Last up was Josh Kopin, who is not only the President of the CSS Graduate Student Caucus, he is a member-at-large of the ICAF executive committee, so that means we work together to help organize that conference. In my eyes, he is a rising star of comics studies, smart, motivated, and generous (even if he is a Chicago Cubs fan). His presentation, “R.F. Outcault and the ‘Birth’ of the American Comic Strip: Three Theses,” was sharp and funny, starting with the claim that comics studies is frequently arguing against a thesis we all already know is false, regarding the acceptance of Outcault’s Yellow Kid as “the first comic,” and then using that comic to consider how to put its formal aspects to work in cultural analysis. He was getting us to think about Yellow Kid as a complex mass cultural figure that connects to the history of comics through his reception. I was struck by Kopin’s consideration of representations of sound and time in doing this work, and after the panel we excitedly talked about how sound in comics needs more theorizing.

The example of a Yellow Kid “strip” used by Josh Kopin.

After the lunch break, I was having a hard time deciding between two of the four roundtables taking place in the second session: Rewriting Women in Comics Studies and Fandom Zones! Under-Scrutinized Intersections of Comics, Other Media and Fan Cultures.

A roundtable in this context is a little different from a panel, in that rather than each panelist presenting a paper for 20 minutes (usually by reading it aloud), followed by a Q&A, in a roundtable, the panelists each speak for about five minutes (sometimes with presentation materials and/or a prepared statement, but usually extemporaneously) on the question or theme the roundtable is meant to explore, followed by a conversation among the respondents and usually (hopefully) a longer Q&A with the audience.

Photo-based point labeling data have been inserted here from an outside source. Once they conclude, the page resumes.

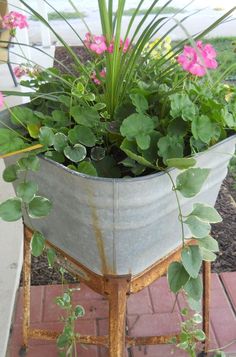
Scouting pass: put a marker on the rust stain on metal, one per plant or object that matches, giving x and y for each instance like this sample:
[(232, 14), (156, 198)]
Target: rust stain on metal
[(99, 240)]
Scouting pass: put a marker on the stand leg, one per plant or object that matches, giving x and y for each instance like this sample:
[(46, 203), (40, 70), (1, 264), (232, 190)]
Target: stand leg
[(26, 288), (117, 289), (206, 302)]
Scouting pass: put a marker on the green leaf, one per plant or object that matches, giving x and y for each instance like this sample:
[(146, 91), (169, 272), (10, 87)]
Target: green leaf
[(98, 153), (138, 126), (202, 128), (46, 136), (197, 318), (23, 115), (10, 141), (177, 276), (143, 141), (130, 148), (10, 173), (60, 117), (51, 255), (79, 311), (100, 106), (181, 163), (194, 288), (60, 142), (199, 335), (29, 163), (33, 130), (207, 255), (209, 243), (37, 244), (182, 106), (140, 102), (83, 135), (177, 127), (190, 182), (26, 191), (192, 260), (85, 116), (76, 153), (170, 147), (198, 228), (229, 119), (206, 213), (107, 167), (10, 210), (39, 207), (86, 167), (55, 156), (63, 341), (194, 305)]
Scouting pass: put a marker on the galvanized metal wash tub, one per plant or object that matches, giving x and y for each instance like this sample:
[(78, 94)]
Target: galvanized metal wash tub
[(121, 226)]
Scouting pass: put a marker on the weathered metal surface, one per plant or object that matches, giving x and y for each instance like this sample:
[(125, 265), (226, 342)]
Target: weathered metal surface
[(121, 226)]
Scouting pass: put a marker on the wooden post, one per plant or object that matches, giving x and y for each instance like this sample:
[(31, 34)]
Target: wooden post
[(26, 288), (117, 290), (206, 303)]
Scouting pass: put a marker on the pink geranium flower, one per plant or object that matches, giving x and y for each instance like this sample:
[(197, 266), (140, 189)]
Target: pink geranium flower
[(102, 74), (95, 43), (1, 100), (98, 44), (13, 20), (197, 61), (19, 71)]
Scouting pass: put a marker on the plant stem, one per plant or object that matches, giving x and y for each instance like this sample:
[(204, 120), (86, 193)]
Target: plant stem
[(179, 209)]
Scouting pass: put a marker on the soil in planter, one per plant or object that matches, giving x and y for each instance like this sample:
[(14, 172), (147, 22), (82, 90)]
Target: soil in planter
[(224, 232)]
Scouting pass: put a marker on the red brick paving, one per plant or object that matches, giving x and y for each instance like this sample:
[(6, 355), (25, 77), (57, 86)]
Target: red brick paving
[(150, 312)]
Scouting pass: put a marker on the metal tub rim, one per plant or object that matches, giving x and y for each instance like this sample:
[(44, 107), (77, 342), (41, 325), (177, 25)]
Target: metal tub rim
[(139, 178)]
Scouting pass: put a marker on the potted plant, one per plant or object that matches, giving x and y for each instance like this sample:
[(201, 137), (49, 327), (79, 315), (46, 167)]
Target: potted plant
[(132, 150)]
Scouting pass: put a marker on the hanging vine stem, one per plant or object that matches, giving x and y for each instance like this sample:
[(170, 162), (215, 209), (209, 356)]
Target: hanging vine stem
[(180, 216)]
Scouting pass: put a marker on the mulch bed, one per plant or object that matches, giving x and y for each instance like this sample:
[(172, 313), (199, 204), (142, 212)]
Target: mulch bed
[(224, 232)]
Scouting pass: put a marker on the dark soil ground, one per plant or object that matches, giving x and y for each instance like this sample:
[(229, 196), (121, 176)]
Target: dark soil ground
[(224, 232)]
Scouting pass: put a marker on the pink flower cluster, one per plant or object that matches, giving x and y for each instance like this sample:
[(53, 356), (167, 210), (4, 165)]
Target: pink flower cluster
[(13, 20), (26, 70), (1, 100), (102, 74), (98, 44), (197, 61)]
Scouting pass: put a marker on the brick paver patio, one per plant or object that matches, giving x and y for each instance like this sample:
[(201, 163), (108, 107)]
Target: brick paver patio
[(150, 312)]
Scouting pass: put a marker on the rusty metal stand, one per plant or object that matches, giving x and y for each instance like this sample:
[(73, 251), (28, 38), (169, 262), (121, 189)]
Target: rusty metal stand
[(116, 289)]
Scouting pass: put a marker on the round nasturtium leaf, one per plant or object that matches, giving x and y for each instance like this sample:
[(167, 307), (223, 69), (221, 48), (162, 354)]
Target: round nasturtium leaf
[(27, 190), (10, 173), (29, 163), (177, 276), (60, 142), (192, 260), (46, 136), (37, 244), (39, 207), (76, 153), (10, 210)]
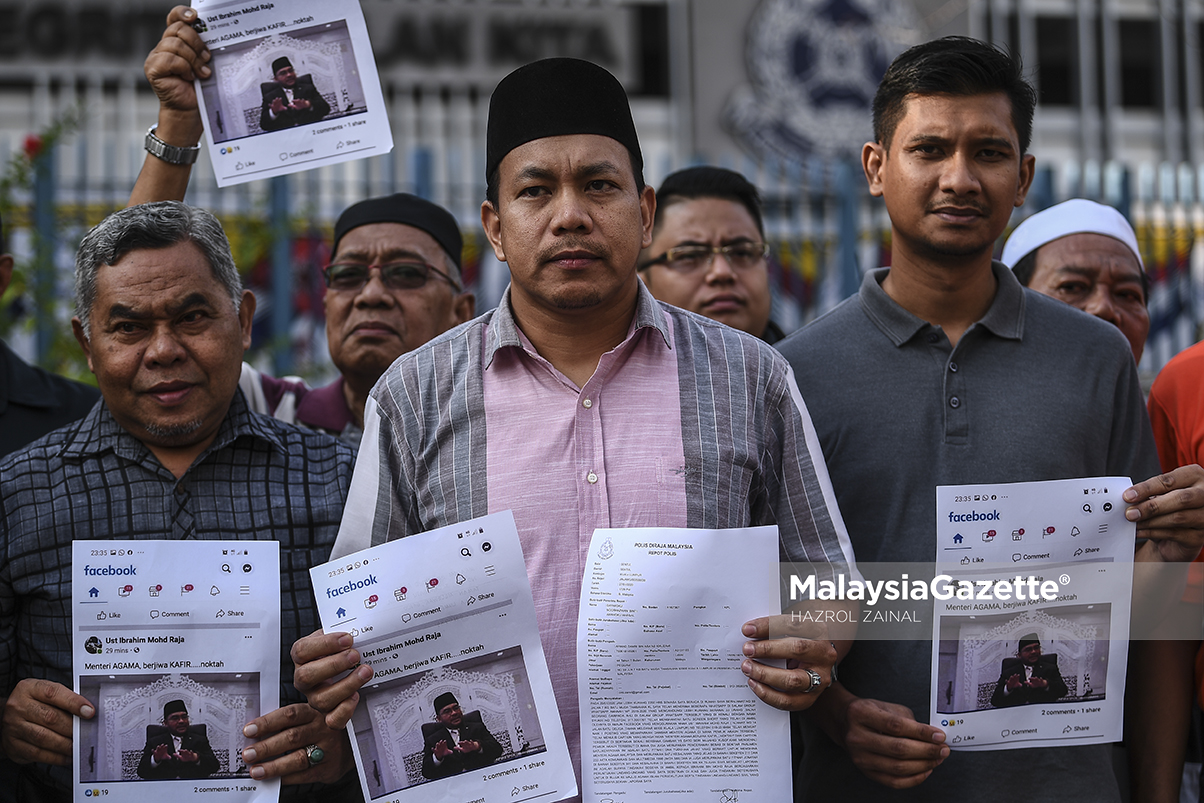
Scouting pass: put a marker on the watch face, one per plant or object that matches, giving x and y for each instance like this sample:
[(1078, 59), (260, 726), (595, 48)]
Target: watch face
[(170, 153)]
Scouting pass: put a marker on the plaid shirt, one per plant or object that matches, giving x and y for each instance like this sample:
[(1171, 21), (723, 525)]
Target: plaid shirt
[(259, 480)]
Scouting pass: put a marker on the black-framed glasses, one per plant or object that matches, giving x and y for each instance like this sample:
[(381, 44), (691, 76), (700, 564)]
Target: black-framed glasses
[(688, 259), (411, 275)]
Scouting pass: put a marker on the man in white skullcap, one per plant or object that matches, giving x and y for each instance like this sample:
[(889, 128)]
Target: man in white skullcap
[(1085, 254)]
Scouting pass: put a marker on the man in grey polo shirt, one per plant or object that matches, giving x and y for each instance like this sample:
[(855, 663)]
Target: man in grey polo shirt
[(949, 372)]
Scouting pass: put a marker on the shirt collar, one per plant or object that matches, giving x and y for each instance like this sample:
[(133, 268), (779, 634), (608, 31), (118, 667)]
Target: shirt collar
[(1004, 318), (503, 330), (99, 432)]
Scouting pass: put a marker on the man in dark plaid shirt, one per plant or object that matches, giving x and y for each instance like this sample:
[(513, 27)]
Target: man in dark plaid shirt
[(171, 452)]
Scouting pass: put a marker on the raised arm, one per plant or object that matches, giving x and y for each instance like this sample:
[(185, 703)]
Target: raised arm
[(177, 59)]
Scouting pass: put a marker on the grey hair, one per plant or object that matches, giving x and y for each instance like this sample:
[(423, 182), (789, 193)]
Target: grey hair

“Rewriting Women in Comics History” the zine put together by the respondents in the “Rewriting Women in Comics Studies” panel.

I decided on the “Fan-Zones!” one and I kind of regret it. Not because that roundtable wasn’t interesting, it was and gave me some things to think about but because everything I heard about my other possible choice both afterwards and on Twitter pointed to the brilliance of Jenny Blenk, Margaret Galvan, Francesca Lyn, Rachel R. Miller, and Leah Misemer in conversation on women in comics and comics studies. I mean, I already knew they are brilliant, but I think I let the fact that the topic of women and comics is a common discussion among a particular group of “young” scholars convince me that I could skip out and check out the other roundtable and get the skinny from others who did attend, but as I was sitting at a roundtable of nothing but middle-aged white men, I could not help but think that no matter how fascinating their topic was, it felt incomplete and an example of the source of the kind of frustration I imagine inspired the women-only panel. We have to think about how the assumptions of a pre-existing male canon to which women must then be added shapes which texts get covered, how they are covered, and the reception to that research.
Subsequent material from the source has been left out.